Find a UK-based prescribing clinician for medical cannabis.
How Each Formulation Works
- Flower: vaporised at 170–220°C; cannabinoids are inhaled and absorbed via the lungs into the bloodstream
- Oil: administered sublingually or swallowed; absorbed via oral mucosa or gastrointestinal tract
- Inhalation provides faster onset (5–15 minutes) and shorter duration (two to four hours)
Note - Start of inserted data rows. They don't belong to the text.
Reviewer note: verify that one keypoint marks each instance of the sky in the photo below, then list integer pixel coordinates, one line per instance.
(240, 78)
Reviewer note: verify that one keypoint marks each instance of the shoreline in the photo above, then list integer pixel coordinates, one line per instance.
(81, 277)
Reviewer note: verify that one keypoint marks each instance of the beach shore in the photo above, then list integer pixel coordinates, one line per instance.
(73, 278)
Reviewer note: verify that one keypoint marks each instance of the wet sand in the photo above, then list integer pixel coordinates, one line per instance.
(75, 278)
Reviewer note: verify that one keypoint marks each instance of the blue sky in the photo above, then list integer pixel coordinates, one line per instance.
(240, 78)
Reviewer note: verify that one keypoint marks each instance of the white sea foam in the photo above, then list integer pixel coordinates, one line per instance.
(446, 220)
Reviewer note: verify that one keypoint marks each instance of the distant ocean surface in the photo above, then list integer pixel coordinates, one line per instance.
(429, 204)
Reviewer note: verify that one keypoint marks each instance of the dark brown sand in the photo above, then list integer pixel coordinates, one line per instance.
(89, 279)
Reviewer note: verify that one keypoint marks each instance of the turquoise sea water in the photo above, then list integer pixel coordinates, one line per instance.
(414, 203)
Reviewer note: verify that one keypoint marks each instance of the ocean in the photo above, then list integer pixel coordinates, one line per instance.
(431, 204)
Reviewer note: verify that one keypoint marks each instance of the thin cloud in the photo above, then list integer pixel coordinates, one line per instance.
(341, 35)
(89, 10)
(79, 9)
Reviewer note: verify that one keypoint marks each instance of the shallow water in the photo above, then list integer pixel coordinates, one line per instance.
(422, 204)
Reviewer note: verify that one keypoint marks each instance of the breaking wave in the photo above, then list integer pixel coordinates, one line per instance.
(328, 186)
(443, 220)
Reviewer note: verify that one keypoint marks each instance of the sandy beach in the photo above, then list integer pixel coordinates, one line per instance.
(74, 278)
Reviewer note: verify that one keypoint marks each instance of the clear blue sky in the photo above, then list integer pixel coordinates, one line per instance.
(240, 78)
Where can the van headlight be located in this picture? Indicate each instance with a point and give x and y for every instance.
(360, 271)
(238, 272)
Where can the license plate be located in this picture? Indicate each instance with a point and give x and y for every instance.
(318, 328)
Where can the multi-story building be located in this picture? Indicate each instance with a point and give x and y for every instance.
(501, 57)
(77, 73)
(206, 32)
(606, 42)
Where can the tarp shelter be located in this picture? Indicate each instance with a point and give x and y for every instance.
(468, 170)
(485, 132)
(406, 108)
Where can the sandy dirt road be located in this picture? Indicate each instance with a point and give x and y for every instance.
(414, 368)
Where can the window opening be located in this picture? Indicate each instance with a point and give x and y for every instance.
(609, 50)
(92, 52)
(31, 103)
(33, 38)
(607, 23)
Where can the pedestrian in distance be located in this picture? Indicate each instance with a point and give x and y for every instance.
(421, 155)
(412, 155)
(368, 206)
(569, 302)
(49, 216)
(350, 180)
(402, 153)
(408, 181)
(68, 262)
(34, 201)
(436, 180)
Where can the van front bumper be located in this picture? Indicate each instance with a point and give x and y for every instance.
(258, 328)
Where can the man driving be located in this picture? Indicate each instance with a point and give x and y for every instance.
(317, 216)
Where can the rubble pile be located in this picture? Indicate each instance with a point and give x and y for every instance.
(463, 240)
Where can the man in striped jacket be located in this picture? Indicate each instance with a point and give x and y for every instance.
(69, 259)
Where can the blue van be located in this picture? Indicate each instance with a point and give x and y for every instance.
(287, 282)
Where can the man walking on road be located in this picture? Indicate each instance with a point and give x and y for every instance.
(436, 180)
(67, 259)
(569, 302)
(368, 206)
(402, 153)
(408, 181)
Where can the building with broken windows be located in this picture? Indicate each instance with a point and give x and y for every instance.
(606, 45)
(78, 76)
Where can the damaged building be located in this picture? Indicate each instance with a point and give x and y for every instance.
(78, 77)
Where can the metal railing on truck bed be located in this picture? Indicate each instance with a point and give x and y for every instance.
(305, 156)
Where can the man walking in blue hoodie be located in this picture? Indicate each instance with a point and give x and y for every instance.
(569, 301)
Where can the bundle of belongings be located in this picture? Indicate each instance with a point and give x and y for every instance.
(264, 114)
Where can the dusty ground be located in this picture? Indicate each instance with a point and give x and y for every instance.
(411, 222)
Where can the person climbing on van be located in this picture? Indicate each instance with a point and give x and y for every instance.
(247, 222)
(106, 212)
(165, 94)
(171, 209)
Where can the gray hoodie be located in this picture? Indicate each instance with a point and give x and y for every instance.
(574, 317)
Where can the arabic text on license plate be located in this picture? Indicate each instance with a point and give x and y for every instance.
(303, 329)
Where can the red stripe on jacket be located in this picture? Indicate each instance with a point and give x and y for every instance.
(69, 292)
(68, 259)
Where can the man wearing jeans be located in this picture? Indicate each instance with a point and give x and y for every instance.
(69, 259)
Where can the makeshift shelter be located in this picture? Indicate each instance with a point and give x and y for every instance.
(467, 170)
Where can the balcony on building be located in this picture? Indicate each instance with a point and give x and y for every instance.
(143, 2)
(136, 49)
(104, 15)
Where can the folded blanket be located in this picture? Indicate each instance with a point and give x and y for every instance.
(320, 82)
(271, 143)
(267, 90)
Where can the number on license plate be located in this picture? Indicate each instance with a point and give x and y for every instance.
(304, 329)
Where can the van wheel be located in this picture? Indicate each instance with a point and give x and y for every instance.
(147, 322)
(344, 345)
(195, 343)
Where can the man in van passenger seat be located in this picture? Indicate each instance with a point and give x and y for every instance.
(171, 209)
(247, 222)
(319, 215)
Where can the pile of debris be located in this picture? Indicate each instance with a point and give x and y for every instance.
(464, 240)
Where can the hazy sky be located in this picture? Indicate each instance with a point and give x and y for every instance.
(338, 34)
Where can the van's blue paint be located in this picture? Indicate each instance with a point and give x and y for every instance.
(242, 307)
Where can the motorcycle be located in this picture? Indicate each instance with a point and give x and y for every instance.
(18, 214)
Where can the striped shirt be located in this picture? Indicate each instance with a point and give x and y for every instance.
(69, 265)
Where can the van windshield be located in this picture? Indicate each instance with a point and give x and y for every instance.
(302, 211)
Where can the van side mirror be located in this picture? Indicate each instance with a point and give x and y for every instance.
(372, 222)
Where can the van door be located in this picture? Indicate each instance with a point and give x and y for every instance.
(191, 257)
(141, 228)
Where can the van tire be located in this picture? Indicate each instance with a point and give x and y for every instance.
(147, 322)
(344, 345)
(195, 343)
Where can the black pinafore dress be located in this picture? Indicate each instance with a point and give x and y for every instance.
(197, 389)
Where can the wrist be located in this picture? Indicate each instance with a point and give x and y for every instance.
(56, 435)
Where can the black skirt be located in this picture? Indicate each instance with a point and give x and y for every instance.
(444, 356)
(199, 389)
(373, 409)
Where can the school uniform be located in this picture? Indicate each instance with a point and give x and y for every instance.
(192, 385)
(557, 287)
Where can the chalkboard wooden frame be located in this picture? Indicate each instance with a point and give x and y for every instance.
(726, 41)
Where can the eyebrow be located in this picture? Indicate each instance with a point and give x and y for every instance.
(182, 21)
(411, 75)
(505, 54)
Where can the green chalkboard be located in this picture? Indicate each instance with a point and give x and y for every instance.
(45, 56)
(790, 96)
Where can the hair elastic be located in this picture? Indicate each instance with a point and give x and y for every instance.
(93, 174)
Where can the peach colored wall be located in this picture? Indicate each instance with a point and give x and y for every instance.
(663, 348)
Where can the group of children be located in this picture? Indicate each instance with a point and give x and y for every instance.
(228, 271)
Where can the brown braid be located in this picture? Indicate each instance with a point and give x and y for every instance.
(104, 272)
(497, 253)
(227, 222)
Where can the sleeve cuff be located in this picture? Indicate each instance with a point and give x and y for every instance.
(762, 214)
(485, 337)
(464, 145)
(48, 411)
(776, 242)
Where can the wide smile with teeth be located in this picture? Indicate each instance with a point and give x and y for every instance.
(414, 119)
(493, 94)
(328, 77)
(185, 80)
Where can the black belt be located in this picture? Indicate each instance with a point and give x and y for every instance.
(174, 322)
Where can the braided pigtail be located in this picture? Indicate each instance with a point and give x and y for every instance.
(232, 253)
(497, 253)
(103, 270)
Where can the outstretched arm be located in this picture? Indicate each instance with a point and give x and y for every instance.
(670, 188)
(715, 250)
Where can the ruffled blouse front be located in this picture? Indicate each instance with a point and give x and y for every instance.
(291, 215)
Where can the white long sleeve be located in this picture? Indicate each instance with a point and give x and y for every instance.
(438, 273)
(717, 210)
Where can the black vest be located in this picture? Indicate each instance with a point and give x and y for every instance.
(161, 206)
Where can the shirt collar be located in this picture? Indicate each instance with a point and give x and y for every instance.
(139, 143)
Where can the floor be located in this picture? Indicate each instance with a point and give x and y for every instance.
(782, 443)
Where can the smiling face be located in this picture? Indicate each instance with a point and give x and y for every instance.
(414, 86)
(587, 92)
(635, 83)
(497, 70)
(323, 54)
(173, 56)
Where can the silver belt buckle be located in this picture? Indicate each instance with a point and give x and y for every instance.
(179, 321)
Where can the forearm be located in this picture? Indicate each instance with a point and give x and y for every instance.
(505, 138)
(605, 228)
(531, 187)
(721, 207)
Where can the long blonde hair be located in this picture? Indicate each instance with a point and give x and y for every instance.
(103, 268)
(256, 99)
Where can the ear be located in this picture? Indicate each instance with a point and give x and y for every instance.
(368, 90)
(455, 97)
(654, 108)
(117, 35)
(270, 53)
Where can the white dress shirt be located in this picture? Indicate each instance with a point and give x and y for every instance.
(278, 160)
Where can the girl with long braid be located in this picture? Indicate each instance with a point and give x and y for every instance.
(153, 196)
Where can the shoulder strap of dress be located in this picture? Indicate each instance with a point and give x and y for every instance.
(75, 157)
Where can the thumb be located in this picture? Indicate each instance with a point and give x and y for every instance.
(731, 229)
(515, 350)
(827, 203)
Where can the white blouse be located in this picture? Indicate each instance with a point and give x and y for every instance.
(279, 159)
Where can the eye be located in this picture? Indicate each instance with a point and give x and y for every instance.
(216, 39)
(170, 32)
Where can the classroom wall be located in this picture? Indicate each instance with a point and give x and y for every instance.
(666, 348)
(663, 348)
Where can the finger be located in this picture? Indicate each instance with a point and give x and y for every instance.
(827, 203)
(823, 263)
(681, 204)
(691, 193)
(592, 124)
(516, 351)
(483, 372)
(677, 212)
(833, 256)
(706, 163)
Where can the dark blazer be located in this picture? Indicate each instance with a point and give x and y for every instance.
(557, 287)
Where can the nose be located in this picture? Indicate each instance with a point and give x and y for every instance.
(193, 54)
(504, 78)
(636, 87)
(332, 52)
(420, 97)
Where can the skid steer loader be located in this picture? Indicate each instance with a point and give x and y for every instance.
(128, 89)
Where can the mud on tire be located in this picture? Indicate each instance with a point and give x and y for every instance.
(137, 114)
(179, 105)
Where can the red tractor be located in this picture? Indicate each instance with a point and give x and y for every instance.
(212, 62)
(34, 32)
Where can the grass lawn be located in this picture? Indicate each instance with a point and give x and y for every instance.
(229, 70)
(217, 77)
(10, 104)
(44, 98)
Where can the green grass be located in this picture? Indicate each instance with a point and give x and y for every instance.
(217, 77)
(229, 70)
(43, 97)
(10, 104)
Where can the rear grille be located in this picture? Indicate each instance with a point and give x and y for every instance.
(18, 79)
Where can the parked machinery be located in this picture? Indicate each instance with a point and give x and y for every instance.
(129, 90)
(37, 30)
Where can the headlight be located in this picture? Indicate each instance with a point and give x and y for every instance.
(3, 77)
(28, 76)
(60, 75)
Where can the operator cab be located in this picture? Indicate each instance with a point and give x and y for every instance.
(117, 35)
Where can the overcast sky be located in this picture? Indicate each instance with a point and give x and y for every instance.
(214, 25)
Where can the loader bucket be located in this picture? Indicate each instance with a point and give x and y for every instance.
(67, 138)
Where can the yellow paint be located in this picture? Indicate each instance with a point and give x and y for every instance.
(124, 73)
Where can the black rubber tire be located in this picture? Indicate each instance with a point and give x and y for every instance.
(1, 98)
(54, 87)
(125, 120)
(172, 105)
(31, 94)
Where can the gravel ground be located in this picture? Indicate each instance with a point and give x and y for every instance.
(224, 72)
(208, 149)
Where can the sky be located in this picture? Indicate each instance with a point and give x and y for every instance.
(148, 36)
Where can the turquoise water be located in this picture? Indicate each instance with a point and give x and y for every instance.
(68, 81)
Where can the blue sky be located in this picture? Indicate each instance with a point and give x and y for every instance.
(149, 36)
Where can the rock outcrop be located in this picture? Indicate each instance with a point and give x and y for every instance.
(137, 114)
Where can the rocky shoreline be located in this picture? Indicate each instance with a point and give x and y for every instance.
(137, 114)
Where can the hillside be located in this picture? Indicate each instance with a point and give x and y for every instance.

- Oral/sublingual delivery has a slower onset (15–90 minutes) but produces effects lasting four to eight hours
The right formulation depends on your treatment goals. Breakthrough pain or acute anxiety episodes suit the rapid onset of vaporised flower. Continuous background pain or sleep maintenance benefits from the sustained action of an oil.
Practical Differences
- Flower requires a dry herb vaporiser — an upfront cost of £100–£350 for a quality device
- Oils require no additional equipment beyond the provided pipette or syringe
- Flower use is more discreet than it appears — modern vaporisers are portable and largely odour-free
- Oils are completely odourless and can be taken anywhere without drawing attention
Discretion and convenience often drive patients towards oils for daytime use, with flower reserved for evening or breakthrough dosing. Many patients use both formulations under a single prescription.
Dosing Accuracy
- Oils offer highly precise dosing measured in milligrams — minimal variability between doses
- Flower dosing is expressed in grams per day; individual inhale volumes vary, introducing some natural variability
- For conditions requiring consistent blood levels (e.g. epilepsy management), oils are the preferred form
- Patients managing breakthrough symptoms benefit from the faster titration possible with inhalation
If your treatment requires tight dose control, your clinician is likely to favour oils. If flexibility and rapid response matter more, flower may be recommended — particularly for pain patients who need on-demand relief.
Cost Comparison
- Dried flower: approximately £5–£10 per gram at specialist pharmacies; typical prescriptions range from 10–30g per month
- Oils: typically £50–£150 per 10–30ml bottle; required volume depends on concentration and dosage
- A combined flower-and-oil prescription can cost more but offers the therapeutic benefits of both delivery routes
- Some patients find flower more cost-effective per mg of active cannabinoid despite the vaporiser hardware cost
There is no universally cheaper option — it depends on your dose and specific products. Your pharmacist can provide a per-dose cost breakdown for the products on your prescription.